|Rack Report Details|
|Time of Year:||October 2013|
|Weapon:||Hoyt Maxxis 35 Bow, VPA 3-Blade Broadhead Bowhunting|
As northern Alabama resident Andy Cobb settled into his afternoon treestand on the season opener, he couldn't help but think about the many other opening-day deer hunts he has enjoyed over the years. The veteran bowhunter has been chasing Alabama whitetails for nearly 40 years and so needless to say, he has many experiences to reflect upon.
One in particular was a heavy, chocolate-racked 10-pointer he killed in the same area back in 2008. He had watched the buck throughout the summer, and when he finally got the opportunity, he made a perfect double-lung hit. The deer, at 143 inches, was his best to date.
But Andy was jolted from his daydream when he noticed movement, and then a deer, headed his direction.
Like many successful whitetail hunters, Andy starts his season well before the opener. His 30-acre farm is part of a larger 400-acre chunk of ground that has been subdivided among family members over the years. Although he knows the whole property well, he's intimately familiar with his 30 acres of southern whitetail paradise. During spring green-up he scours his property searching for sheds, and he also establishes food plots, creates mineral stations and plants row crops so his deer herd has everything it needs to grow. Numerous trail cameras are scattered throughout his property, and because he lives only a few hundred yards away he's able to see his lush crop field from his back porch. Obviously, Andy has everything any whitetail junky could desire, and when he began seeing one particular buck blossom, he realized that he might have a true gagger on his property come fall.

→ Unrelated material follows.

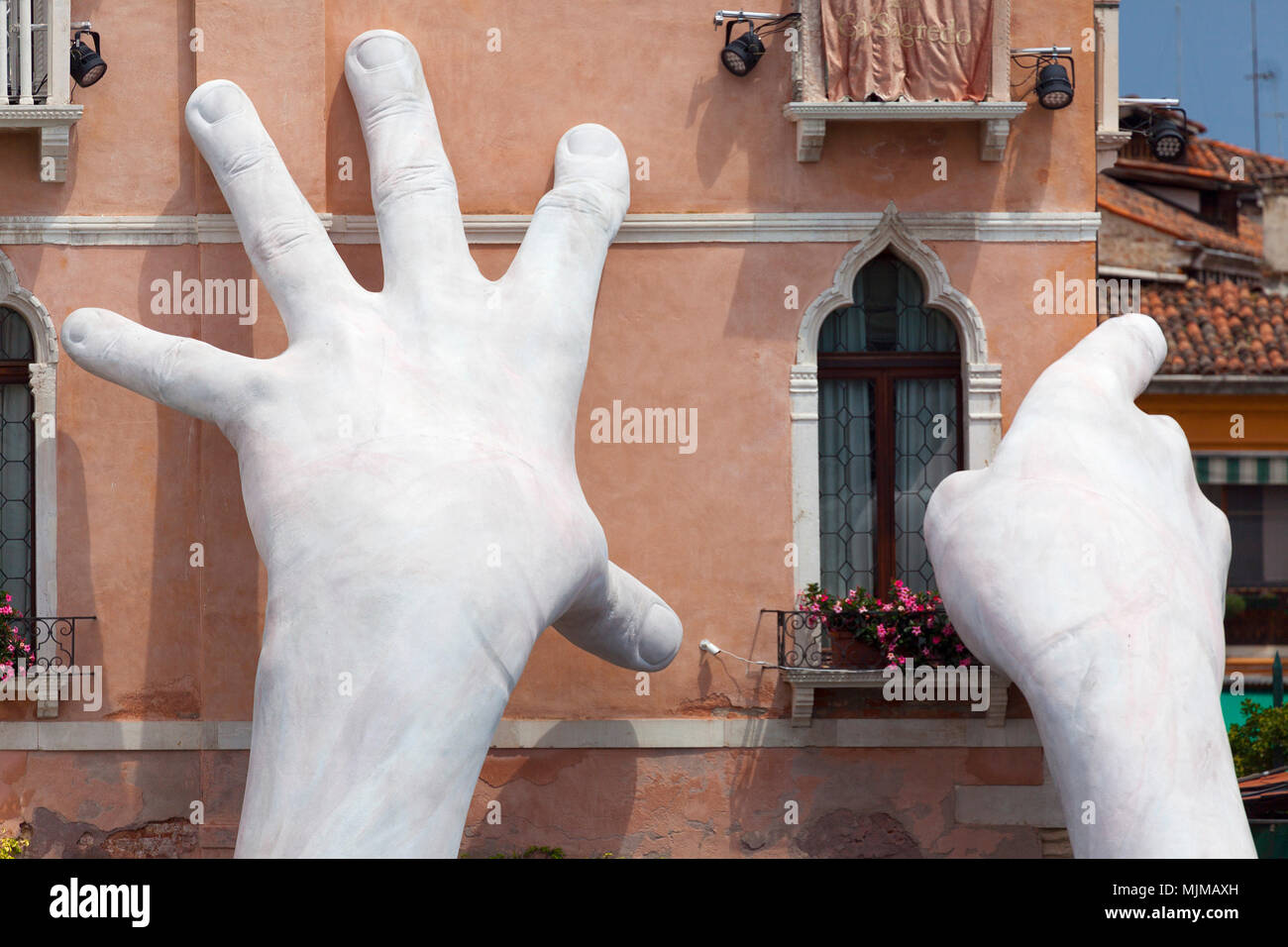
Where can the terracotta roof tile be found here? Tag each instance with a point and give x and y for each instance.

Andy first noticed the buck in late spring, and it was obvious by the initial mass he was growing that he was going to be a special deer. As spring turned into summer, the buck really began to develop into a true stud, growing an excellent frame, extreme mass and even a dropper on his right main beam. As he developed, Andy affectionately began calling him "the big non-typical."
He watched the buck from his back porch on a regular basis, and during the summer got more than 100 trail camera photos of him. But when early September rolled around, the buck vanished. Andy searched for him daily and soon found him feeding in his neighbor's bean field. For the next few weeks, he would see the big non-typical nearly every day as he drove home from work. Andy had no idea why the buck changed his habits, but when the calendar flipped to October, it began showing back up on his trail cameras once again.
Needless to say, Andy was excited for the season opener. His stand was set up in a funnel that led to a half-acre chicory plot, a large bean field and a water source. For several hours Andy sat there without a hint of deer activity, but shortly after 6 p.m., he glassed movement through a screen of brush. There was a deer headed his direction.
As the deer eased into view, Andy couldn't believe he was seeing the big non-typical. With each step the buck took, Andy's heart surged with adrenalin. The buck walked to his shooting window at 10 yards. Andy pressed his bow into service and squeezed the trigger on his release aid. The hit was perfect, and the big non-typical soon crashed to the ground, flipping head-first onto his side. Andy couldn't believe his good fortune.
The monster buck netted 179 inches and grossed well into the 180s, but when the buck did his death flip, he broke off the 7-inch drop tine, so it was not included in the score. Regardless, Andy killed an exceptional buck, especially for Alabama.